Marjorie, sorry again for the delay.  I finally got around to creating a quick video regarding how to make your own survival kit.  Essentially, just use minitool to create a 2GB parition on any drive you want to be bootable.  Then, use the regular rescue media builder in Acronis True Image (or use the MVP media creator - that would be my vote if you want something a little fancier in the end-product).  Once you have that 2GB partition, you can create rescue media and then updating whenever a new version of True Image comes out is even easier... just make the .wim version and copy and paste it over the existing one.  The video will explain.

Beginner
Posts: 3
Comments: 8

#8

Thank you very much for supplying a video.  It was very thorough and I truly supply the extra effort you put into it. 

As things turned out, I had successfully accomplished the creation of a survival kit on the Passport external drive when I first tried it.  I guess it was unclear to me that I had done that because nothing told me it had finished or maybe I missed the notification. 

I tested a reboot from the external drive.  It booted and ran wpeinit but seemed to hang on this command:
 "x:\Program Files\Acronis\TrueImageHome\trueimage_starter.exe"

Is that normal? 

I  "x'd" out of that window, rebooted, and then I saw the Acronis recovery system functioning.  I've since discovered that I could have used "alt-tab" to find the hidden window with Acronis True Image 2019 running.

In its infinite wisdom, Windows 10 has broken the home network functionality opting to allow only for network connected drives so the only drives available are on the Passport drive that I use for backups.  I can work with that, I guess.

Now, to work up the bravery to exchange the existing hard drive for the new one that is twice as large and use the recovery kit to restore an image backup. 

Forum Hero
Posts: 68
Comments: 8160

#9

Good deal!

No need to be worried.  Since you are swapping drives, just backup the original, take it out and set it to the side.  Worse case, since you aren't changing anything on that drive, you would just put it back and return to it for the time being. If you don't mess with the original drive, you can't mess it up.

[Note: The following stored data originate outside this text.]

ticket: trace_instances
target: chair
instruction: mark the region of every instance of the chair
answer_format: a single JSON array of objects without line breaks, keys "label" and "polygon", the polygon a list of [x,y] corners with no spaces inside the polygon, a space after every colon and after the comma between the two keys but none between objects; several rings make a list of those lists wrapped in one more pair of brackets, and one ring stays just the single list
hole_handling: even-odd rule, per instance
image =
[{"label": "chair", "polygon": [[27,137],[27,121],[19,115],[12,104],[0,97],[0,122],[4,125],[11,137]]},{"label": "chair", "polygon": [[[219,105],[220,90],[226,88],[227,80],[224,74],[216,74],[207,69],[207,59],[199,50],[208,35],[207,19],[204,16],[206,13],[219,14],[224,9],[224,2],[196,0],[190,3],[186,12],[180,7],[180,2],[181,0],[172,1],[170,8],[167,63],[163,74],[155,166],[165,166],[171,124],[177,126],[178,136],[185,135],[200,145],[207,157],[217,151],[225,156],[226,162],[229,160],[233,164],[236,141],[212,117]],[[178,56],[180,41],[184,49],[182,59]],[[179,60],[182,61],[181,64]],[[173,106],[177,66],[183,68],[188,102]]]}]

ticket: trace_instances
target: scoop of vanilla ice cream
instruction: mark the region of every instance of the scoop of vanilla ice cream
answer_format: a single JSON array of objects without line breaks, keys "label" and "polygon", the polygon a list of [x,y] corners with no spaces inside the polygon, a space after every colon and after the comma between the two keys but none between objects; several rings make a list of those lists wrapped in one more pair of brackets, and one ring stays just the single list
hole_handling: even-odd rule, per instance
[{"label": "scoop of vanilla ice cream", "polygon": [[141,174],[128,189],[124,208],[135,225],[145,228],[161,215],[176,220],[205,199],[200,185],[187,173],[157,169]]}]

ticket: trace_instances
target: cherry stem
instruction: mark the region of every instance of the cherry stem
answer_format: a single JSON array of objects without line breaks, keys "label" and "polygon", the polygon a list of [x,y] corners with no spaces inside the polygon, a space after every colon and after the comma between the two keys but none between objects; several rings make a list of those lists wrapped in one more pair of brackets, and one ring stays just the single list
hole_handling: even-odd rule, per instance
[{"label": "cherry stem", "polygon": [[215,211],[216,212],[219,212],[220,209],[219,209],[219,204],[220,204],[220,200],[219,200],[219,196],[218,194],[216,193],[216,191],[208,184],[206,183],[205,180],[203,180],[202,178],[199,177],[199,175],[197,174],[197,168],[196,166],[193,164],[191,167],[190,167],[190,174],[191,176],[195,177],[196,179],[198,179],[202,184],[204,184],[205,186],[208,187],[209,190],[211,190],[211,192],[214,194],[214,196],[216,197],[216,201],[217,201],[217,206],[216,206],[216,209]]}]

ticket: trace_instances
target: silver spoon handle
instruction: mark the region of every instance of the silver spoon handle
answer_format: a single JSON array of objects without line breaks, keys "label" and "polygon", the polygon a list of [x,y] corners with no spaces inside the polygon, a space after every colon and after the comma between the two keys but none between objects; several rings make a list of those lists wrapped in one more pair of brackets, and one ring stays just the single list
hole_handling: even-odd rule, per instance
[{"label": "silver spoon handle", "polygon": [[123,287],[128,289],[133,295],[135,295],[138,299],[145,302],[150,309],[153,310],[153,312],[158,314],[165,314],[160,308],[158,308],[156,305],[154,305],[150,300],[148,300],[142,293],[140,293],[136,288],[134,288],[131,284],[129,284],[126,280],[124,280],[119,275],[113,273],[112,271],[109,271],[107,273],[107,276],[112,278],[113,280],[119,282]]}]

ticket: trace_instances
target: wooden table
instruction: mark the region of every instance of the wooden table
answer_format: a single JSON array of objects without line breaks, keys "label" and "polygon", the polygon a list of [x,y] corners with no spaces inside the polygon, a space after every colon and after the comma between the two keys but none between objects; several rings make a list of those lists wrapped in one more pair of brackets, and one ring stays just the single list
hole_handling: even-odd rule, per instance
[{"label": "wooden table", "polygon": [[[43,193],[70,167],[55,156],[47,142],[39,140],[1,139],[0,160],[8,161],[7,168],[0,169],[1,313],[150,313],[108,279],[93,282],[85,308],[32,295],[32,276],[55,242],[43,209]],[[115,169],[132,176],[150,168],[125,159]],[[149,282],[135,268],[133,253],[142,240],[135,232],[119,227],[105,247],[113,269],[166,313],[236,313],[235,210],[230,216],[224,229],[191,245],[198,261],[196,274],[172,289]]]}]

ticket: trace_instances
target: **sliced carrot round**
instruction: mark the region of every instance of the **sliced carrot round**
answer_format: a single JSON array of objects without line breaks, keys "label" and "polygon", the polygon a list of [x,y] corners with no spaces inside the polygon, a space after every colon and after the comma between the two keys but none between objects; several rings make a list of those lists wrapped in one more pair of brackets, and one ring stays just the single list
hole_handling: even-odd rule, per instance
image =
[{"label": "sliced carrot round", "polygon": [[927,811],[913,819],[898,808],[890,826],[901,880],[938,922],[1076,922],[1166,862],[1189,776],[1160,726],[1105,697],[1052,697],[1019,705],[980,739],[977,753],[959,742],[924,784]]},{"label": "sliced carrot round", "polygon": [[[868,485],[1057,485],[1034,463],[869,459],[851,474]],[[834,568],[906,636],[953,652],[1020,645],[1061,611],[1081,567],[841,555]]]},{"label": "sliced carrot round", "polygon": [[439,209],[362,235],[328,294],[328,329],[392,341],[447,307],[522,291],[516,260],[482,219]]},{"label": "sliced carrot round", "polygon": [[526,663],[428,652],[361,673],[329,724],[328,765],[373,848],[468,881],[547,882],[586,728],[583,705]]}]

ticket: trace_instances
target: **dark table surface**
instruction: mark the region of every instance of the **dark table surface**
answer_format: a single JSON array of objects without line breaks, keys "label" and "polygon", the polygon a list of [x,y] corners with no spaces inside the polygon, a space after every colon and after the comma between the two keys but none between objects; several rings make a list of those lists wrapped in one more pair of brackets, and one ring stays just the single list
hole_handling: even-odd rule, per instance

As for WinPE.init - no it shouldn't hang.  It can be a little slow in WinPE to launch AcronisTrueImageStarter.exe (compared to what you might be used to with the booting of the traditional Linux bootable media), but after a few seconds, it should launch ATI correctly.  It might just be that somehow it started in front of True Image and appeared to be hung.  Basically, that command prompt should normally be behind True Image and will remain open with the last run command (which is to first launch True Image).

I'd still recommend trying the MVP media creator.  You'll find that it feels a lot more user friendly as it has it's own file explorer and GUI.  It's not perfect, but for using open-source tools, it is pretty darn nice. Plus it gives you some nice extras like a Web browser, 7zip, etc.

And for the network... well, that can be hit or miss in WinPE within the ATI GUI.  Sometimes, it's easier to mount the network volume as a drive letter and just point Acronis to that.  You can easliy do that with A43.exe file explorer.  It is part of the default rescue media, but you have to use command prompt to navigate to it and launch it.  In the MVP tool, you can use the embedded file explorer and start menu shortcuts to launch it. There's a video of how to use the MVP rescue media builder and what the resulting media looks like too in the 2019 stickies.